Let’s dive into why this is not a problem:

### Unique Row Numbers Are Within Each Group
The `ROW_NUMBER()` function assigns `rn` **separately for each group** (as defined by the `PARTITION BY` clause). So, if you have two different groups of `no2` (say, one for `datetime = 2025-01-01` and another for `datetime = 2025-01-02`), each group starts counting its rows independently. This means:

- The **row numbers are unique within a group**.
- You can safely use `rn = 1` to identify the most recent record *within that specific group*.

### Why Duplicates Across Groups Aren’t an Issue
When you query the data, the combination of the `GROUP BY` fields (`location_id`, `sensors_id`, `datetime`, and `parameter`) ensures that each group is unique. Let’s revisit our example:

| location_id | sensors_id | datetime   | parameter | ingestion_datetime    | rn |
|-------------|------------|------------|-----------|-----------------------|----|
| 102         | B          | 2025-01-01 | no2       | 2025-01-03 09:00:00  |  1 |
| 102         | B          | 2025-01-02 | no2       | 2025-01-04 10:00:00  |  1 |

Here’s what happens:
1. `location_id = 102`, `sensors_id = B`, `datetime = 2025-01-01`, `parameter = no2`:  
   This is one group. The most recent record here has `rn = 1`.
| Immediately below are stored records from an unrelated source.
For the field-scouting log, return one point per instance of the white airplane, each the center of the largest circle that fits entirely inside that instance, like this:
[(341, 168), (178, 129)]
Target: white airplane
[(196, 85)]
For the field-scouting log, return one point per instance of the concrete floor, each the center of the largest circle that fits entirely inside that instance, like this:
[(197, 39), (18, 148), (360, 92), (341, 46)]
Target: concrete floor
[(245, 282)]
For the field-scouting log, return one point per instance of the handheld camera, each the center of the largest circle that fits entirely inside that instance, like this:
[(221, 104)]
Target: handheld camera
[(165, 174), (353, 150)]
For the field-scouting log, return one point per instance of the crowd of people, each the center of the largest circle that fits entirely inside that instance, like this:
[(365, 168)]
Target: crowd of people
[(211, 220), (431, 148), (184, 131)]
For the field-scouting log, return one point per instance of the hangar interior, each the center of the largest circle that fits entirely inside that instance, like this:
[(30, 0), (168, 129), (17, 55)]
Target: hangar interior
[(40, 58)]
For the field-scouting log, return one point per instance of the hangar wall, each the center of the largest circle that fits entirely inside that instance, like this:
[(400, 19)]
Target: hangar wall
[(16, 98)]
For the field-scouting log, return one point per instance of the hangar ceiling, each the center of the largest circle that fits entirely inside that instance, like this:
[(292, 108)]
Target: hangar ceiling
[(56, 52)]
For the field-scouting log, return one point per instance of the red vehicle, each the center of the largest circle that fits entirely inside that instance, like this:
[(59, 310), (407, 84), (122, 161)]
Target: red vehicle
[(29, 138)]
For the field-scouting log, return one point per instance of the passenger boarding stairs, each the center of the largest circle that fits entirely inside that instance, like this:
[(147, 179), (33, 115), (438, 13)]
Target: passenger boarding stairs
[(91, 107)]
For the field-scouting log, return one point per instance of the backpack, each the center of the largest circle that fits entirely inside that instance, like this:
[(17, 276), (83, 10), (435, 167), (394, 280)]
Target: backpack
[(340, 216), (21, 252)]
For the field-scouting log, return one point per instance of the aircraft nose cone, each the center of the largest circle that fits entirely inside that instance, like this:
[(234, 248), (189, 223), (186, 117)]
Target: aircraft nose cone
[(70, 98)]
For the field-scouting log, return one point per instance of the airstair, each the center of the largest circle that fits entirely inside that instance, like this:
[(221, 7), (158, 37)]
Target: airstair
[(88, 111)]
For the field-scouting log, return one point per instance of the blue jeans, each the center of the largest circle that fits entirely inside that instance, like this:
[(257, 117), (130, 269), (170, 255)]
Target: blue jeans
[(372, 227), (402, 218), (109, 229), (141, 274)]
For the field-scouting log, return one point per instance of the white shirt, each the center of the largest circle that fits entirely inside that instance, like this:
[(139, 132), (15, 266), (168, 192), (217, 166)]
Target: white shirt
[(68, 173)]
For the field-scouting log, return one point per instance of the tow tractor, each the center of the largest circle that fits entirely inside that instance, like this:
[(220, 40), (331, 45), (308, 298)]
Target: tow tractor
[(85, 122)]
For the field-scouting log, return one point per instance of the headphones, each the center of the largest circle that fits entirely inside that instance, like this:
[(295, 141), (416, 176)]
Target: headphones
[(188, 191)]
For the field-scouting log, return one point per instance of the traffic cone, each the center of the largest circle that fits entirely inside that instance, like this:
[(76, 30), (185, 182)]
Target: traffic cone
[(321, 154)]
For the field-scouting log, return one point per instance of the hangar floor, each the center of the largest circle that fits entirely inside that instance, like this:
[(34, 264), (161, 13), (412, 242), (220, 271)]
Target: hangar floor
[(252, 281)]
2. `location_id = 102`, `sensors_id = B`, `datetime = 2025-01-02`, `parameter = no2`:  
   This is a **different group**, so the row with the most recent `ingestion_datetime` in this group also has `rn = 1`.

When querying for `rn = 1`, you’re selecting **the most recent record for each unique group**. The groups are already distinct because of `location_id`, `sensors_id`, `datetime`, and `parameter`.

### Summary
While there can be multiple `rn = 1` rows across groups, **they belong to separate groups**, making it easy to distinguish them. When you query the view, the unique combination of fields like `location_id`, `sensors_id`, `datetime`, and `parameter` ensures there’s no confusion. 

This means `rn` is effectively a local identifier within each group, not a global one, and that’s why duplicates across groups are perfectly fine.